A Security Breach Resulting In PKR 2.6 Million Loss to Bank Islami

Bank Islami Security breach due to hacking
Courtesy: Brandsynario

The news that shook Bank Islami customers this weekend was that anonymous international transactions were carried and customers were getting SMS alerts about the money being deducted from their accounts without their consent and knowledge. Well, we have been hearing about this news and are really concerned about what actually happened and how this security breach occurred in the first place. We have tried to gather all the news for our readers and this article will be covering all the aspects of Bank Islami security breach, hacking procedure, and precautionary measures.

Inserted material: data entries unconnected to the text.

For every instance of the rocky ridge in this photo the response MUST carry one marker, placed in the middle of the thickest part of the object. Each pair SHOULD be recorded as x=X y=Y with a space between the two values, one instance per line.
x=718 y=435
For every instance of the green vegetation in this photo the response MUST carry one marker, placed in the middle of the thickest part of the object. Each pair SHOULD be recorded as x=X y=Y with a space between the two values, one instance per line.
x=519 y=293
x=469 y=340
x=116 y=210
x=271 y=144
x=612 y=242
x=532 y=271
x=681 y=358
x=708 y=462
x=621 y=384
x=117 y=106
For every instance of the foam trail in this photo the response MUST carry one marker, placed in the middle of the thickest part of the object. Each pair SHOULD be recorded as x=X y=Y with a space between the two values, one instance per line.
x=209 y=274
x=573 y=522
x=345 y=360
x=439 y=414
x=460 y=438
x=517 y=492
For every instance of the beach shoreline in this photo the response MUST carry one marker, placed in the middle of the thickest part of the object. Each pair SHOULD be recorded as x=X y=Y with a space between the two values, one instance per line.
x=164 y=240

Bank Islami Security breach due to hacking
Courtesy: Daily Money Management Service

Actual Incident

On 27th October, Bank Islami customers started getting notifications about the money being deducted from their accounts via ATMs and PoS (Point of Sales). This was definitely a point of major concern to the customers who had no idea regarding the transactions and they complained via calling the helpline. The bank at first didn’t know anything regarding the security breach and didn’t entertain the customers’ queries. Some hours later, State bank of Pakistan took notice of the entire situation and published a notification to all the banks and financial institutions instructing them to regularly monitor IT security and to be vigilant in case of any sort of cyber-attack.  Following notification was published by the central bank:

Bank Islami Security breach due to hacking

Bank Islami took hold of the entire situation and went to social media regarding the security breach. It has been estimated that around 6 million rupees have been deducted from the bank out of which PKR 2.6 million has been stolen from various accounts and rest of the transactions have been declined by the bank. Moreover, the bank has deposited the stolen money back in respective accounts. It is shocking to know that it is the 3rd largest cyber-attack in Pakistan in 2018. Earlier this year, Habib Bank and Careem were hit by the cyber-attack.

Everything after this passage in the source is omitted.